Alpha Diversity indices produce zeros where previously undefined (NaN) #2014

ebolyen · 2024-04-30T18:54:54Z

#1894 added short-circuits to produce 0 where previously the formula would produce NaN.

This is currently impacting QIIME 2's diversity measures and represents a breaking change from our perspective. For the moment, we're going to copy the effected indices prior to these updates into q2-diversity-lib, but we don't want this to be a long-term solution.

What was the rationale for this particular change?

Reviewing Pielou's J' for instance, there doesn't appear to be a definition for zero-feature samples, so the formula producing NaN seems appropriate as it isn't defined (this also lets the user know that they shouldn't interpret that sample). Shannon has a similar reasoning.

cc @gregcaporaso

The text was updated successfully, but these errors were encountered:

ebolyen · 2024-04-30T19:10:28Z

(had the wrong PR linked, updated)

mortonjt · 2024-05-01T15:30:25Z

Thanks @ebolyen I'm looking at the code more carefully and I'm coming to the same conclusion. If 0 is returned for samples with zero features, that would imply that samples with zero features have the same alpha diversity as samples with one feature (which is weird).

@qiyunzhu thoughts?

qiyunzhu · 2024-05-01T16:16:53Z

Hello all, I recently carefully reviewed the alpha diversity functionality in scikit-bio, and improved some of them. There are several things we need to be cautious about and try to improve:

Empty community: It should return 0. The code should force that.

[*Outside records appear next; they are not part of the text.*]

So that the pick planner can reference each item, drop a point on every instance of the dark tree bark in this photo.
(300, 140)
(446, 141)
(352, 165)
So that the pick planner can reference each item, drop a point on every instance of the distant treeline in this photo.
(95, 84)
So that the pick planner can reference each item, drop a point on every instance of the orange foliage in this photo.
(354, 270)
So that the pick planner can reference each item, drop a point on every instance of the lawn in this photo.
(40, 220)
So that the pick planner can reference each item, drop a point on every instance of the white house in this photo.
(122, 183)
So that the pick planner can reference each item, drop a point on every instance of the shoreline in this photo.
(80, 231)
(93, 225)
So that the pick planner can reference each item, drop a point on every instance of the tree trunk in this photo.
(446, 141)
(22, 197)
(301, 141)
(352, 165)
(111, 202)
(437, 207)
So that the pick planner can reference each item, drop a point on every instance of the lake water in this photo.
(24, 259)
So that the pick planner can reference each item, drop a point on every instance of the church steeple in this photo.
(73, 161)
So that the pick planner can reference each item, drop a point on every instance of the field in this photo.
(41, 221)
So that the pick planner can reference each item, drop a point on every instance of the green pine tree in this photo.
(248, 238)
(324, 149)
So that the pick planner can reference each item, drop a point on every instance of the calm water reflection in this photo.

Some metrics already have this implemented (I did them). Though not all of them. This is a dilemma that many original authors have also explored (e.g., as @mortonjt noticed, a sample with one species may have the same alpha diversity as a sample with zero species).
It has been planned that we let all alpha diversity metrics to operate on sparse matrices provided by BIOM. Once this is implemented, some of the challenges discussed here will be gone. That is, instead of a vector with some zeros, you will start with a vector with only positive numbers. A community without any species will be an empty numpy array.
Pielou's J (a.k.a., Shannon's equitability, E_H): There is a logical problem in the current implementation: By definition, J is the ratio of observed Shannon Index vs. maximum Shannon Index allowed by the observed number of species. However, in scikit-bio, Shannon index is calculated by a base of 2, whereas Pielou's J is calculated by a base on e. This is problematic. I investigated literature and other software packages, as well as those of derivatives of Shannon (e.g., Pielou's J, and complex metrics like Hill number), and am under impression that most (if not all) calculates Shannon index using a base of e. This even includes SciPy's entropy. Therefore I would suggest that we replace 2 with e in scikit-bio.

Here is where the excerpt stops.